O jovem deve perceber, contemplando a vida dos adultos, que certas situações e propostas são inadequadas para seu crescimento humano – que podem até parecer “legais”, mas não levam a uma plena realização pessoal. Idealmente, o jovem não deve precisar da censura para proteger-se de uma obra capciosa, a própria experiência humana que adquiriu com sua família deve ser suficiente para que perceba que certas situações podem até parecer “gostosas”, mas não são boas ou adequadas.

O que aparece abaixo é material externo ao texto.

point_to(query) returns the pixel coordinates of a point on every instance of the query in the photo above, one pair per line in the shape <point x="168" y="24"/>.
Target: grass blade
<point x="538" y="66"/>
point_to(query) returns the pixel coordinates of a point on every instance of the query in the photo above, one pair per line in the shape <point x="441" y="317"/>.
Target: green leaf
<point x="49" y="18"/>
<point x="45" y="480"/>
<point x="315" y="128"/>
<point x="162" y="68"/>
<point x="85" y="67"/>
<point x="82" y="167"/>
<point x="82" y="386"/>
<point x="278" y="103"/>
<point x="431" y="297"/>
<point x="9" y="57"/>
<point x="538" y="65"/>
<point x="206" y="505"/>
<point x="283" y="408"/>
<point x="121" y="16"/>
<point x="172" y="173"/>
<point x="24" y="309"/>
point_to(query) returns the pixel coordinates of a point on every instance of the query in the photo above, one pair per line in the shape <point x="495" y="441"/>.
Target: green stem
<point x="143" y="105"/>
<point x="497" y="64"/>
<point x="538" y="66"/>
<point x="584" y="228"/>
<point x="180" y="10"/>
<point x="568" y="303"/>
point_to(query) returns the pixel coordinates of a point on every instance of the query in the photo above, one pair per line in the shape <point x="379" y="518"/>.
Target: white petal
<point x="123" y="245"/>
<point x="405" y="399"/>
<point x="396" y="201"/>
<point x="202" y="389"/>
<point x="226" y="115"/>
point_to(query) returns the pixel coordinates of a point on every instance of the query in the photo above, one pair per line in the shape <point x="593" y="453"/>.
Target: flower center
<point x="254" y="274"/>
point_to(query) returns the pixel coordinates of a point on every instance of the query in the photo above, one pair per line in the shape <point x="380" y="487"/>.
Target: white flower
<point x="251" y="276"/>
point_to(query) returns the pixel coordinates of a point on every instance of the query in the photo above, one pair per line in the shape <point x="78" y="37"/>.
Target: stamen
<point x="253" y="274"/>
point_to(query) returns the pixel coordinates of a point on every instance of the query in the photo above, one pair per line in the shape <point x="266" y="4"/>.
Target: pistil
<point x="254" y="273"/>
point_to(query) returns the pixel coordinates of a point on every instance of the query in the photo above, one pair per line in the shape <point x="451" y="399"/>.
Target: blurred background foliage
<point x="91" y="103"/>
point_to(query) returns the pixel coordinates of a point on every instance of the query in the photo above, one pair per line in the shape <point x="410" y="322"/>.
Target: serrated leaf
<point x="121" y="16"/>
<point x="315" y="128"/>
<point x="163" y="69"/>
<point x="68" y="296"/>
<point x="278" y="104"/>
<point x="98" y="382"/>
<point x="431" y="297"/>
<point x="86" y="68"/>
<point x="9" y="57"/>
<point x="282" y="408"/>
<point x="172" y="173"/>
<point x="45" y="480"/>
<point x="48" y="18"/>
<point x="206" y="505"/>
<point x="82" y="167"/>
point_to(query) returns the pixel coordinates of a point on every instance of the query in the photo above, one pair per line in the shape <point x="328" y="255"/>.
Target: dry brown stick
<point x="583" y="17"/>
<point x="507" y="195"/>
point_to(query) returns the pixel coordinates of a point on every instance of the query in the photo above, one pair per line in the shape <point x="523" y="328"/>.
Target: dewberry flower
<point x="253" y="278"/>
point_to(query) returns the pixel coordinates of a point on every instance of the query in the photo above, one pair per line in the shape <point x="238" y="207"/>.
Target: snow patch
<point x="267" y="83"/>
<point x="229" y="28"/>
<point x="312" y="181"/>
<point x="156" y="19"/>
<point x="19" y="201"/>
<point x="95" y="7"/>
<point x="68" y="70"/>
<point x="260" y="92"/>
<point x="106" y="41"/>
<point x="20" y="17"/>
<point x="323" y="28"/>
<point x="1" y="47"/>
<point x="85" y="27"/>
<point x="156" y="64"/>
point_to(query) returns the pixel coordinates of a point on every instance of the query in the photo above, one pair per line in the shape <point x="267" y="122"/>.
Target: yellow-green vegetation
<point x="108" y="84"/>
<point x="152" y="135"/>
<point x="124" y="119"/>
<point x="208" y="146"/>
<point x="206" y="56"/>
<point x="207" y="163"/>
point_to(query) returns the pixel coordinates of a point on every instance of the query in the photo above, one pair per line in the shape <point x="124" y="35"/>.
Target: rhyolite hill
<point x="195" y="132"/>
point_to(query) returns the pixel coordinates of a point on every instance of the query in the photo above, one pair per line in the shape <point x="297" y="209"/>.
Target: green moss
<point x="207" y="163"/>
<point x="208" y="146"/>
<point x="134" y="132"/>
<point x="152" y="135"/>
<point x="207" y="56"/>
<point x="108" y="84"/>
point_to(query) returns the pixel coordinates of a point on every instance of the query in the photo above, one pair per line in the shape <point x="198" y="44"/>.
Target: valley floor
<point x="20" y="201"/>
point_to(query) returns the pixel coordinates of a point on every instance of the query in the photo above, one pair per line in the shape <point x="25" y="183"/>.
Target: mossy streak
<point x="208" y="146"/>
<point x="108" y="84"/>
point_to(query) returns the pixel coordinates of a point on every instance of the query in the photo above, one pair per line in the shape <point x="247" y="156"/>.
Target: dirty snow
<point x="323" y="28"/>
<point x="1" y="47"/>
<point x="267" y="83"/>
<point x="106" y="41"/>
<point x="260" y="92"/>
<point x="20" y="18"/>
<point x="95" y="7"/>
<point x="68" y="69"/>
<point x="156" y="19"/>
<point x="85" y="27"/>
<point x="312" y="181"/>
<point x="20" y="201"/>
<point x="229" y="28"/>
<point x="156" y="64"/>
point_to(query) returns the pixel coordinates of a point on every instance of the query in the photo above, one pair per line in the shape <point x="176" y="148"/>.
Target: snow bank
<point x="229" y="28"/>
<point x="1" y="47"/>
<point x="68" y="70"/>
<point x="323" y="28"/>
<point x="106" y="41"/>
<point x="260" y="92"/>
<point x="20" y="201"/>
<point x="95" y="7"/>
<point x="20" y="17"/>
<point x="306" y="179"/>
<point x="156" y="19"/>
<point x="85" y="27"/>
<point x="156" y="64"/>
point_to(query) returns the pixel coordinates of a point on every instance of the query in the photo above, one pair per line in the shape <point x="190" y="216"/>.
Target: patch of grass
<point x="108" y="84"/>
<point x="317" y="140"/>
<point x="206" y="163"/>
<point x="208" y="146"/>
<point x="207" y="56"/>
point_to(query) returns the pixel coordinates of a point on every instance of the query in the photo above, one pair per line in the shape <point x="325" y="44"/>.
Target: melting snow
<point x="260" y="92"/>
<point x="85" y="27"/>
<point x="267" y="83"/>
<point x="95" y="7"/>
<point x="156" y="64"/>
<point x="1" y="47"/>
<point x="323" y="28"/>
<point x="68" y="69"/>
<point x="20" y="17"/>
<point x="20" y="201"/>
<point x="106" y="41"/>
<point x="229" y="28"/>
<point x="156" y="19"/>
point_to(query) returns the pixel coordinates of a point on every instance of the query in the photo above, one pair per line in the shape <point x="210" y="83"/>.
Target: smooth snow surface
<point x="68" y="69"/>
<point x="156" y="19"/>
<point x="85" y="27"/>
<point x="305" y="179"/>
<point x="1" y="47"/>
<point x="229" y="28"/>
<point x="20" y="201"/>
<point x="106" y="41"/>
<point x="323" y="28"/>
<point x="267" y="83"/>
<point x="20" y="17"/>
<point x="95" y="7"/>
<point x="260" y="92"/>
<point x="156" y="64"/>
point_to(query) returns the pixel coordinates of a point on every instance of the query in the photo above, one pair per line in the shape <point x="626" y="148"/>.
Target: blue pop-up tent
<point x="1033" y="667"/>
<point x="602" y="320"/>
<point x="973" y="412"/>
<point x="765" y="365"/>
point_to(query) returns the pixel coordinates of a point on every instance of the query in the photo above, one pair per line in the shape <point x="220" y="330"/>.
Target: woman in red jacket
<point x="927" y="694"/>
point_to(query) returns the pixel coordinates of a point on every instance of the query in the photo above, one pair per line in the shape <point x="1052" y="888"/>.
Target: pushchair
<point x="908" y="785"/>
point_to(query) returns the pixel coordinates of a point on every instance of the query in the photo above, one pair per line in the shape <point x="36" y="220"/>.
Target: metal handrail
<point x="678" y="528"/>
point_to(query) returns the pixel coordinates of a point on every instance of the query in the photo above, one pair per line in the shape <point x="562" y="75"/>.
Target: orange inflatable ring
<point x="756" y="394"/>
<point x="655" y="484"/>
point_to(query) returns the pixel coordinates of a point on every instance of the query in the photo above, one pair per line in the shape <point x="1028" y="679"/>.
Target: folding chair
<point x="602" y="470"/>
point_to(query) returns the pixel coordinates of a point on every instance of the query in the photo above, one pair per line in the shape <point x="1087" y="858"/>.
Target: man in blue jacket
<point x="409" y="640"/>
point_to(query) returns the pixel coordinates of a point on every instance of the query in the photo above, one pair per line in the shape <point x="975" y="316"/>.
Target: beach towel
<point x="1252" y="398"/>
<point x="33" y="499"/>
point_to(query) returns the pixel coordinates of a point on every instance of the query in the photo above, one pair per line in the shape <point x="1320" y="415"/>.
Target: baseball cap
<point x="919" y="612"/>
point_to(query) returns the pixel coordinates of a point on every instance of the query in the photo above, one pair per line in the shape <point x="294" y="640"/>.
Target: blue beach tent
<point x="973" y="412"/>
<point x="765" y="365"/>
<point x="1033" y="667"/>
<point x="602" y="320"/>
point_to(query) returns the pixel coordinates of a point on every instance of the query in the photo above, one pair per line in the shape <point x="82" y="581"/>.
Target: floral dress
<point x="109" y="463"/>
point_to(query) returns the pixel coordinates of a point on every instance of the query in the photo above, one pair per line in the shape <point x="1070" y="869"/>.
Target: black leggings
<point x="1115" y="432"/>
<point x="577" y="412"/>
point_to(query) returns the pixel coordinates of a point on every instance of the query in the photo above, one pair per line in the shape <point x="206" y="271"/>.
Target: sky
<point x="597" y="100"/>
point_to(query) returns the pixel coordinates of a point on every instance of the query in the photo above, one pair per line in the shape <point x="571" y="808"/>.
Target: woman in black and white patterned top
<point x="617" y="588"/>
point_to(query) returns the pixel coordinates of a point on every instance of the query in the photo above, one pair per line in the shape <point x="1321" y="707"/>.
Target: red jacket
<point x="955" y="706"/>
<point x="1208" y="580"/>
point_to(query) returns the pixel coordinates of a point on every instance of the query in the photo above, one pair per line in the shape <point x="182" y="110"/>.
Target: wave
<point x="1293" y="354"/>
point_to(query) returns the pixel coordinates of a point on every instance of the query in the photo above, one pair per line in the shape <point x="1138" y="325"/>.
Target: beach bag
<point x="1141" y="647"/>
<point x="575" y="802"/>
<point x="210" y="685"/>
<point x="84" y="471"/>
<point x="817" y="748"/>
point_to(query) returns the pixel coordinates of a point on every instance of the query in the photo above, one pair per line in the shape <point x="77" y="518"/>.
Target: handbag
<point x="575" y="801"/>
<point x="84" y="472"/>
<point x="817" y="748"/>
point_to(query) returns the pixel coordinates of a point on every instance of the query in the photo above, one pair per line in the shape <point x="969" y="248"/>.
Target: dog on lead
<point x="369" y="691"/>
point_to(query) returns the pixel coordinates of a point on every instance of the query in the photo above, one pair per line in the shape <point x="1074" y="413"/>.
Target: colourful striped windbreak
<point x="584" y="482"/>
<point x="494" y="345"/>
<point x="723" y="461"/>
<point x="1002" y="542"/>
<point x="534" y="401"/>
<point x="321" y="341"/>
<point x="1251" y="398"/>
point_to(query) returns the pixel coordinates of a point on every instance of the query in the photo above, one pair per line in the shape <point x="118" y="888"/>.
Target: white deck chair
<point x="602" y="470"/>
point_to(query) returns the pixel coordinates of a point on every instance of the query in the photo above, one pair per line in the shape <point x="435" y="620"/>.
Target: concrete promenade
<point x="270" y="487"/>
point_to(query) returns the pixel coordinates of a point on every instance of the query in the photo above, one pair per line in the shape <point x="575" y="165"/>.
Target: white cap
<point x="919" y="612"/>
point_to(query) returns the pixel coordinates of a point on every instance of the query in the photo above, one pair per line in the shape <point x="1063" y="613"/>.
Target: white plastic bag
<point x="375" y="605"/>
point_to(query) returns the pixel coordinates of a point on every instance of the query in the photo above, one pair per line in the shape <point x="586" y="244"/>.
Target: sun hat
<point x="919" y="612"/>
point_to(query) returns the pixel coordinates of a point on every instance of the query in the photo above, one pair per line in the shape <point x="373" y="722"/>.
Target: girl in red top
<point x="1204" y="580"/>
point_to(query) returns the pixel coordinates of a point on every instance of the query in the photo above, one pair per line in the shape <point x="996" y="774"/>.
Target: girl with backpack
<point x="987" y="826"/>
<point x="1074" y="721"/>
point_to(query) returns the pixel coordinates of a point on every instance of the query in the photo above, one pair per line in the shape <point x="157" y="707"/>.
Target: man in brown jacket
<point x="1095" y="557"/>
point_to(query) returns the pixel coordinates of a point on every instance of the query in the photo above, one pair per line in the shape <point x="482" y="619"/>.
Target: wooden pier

É verdade que esse caminho de sabedoria humana não é fácil de ser trilhado. Muitos jovens não terão a felicidade de ter famílias e mestres capazes de educá-los adequadamente. O problema é que a censura também não ajudará nessas situações. Esses jovens, que não fizeram os encontros necessários para sua formação humana, acabarão fazendo os encontros “errados”, não importa qual censura o Estado e a sociedade imponham a eles. É um dado inevitável numa sociedade plural, como a nossa. Propostas autoritárias pretendem negar essa pluralidade, mas com isso cerceiam também a liberdade humana. Novamente essa não é uma alternativa.

A família sozinha não é capaz de garantir a formação de seus filhos. Ela precisa de ajuda. Mas essa ajuda não vem nem da censura, nem do autoritarismo ou da homogeneização cultural, mas sim da convivência com mestres de vida e outros jovens bem-formados, todos criando juntos ambientes saudáveis, aos quais muitos outros jovens irão se juntar. Criar esses espaços e essas oportunidades de encontro é missão fundamental das comunidades cristãs, mas não só delas.

Independentemente do debate que vem cercando o filme de Gentili, esse caminho do testemunho de sabedoria e amor é aquele que mais ajudará a formação integral dos jovens.